The team used the European Space Agency’s Gaia telescope to study the internal dynamic of this satellite of the Milky Way. Gaia is designed to image stars again and again over several years. It is capable of such precise observations that it can work out how much stars have moved, even in the SMC which is almost 200,000 light-years from Earth.
The study, soon to be published in The Astrophysical Journal Letters, focused on massive stars that might have been ejected from the clusters where they formed. But the team discovered that stars from the southeast region of the small galaxy, known as the “Wing”, are all moving away from the main body. Although models have previously suggested there was an interaction, this is the first unambiguous finding that shows that the two Magellanic Clouds collided in recent cosmic time.
“This is really one of our exciting results. You can actually see that the Wing is its own separate region that’s moving away from the rest of the SMC,” lead author Professor Sally Oey, from the University of Michigan, said in a statement. “We’ve been looking at very massive, hot young stars – the hottest, most luminous stars, which are fairly rare. The beauty of the Small Magellanic Cloud and the Large Magellanic Cloud is that they’re their own galaxies, so we’re looking at all of the massive stars in a single galaxy.”
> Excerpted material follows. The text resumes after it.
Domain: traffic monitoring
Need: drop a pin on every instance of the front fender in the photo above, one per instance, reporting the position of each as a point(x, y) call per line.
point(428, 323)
In 2012, co-author Dr Gurtina Besla and colleagues created a model of possible interactions that could explain the structures in the two small galaxies. Their model predicts that if the Magellanic Clouds had directly collided in their past, the Wing should be moving toward the LMC. This is exactly what has been observed. The stars in the Wing are escaping the SMC at roughly 64 kilometers (40 miles) per second.
There are 59 small galaxies in the neighborhood of the Milky Way and dozens of them are confirmed satellites of our galaxy. The Magellanic Clouds are the only ones visible to the naked eye, and while they are named after the 16th-century Portuguese explorer Ferdinand Magellan, they've been known about since prehistory in Africa, Australasia, and South America.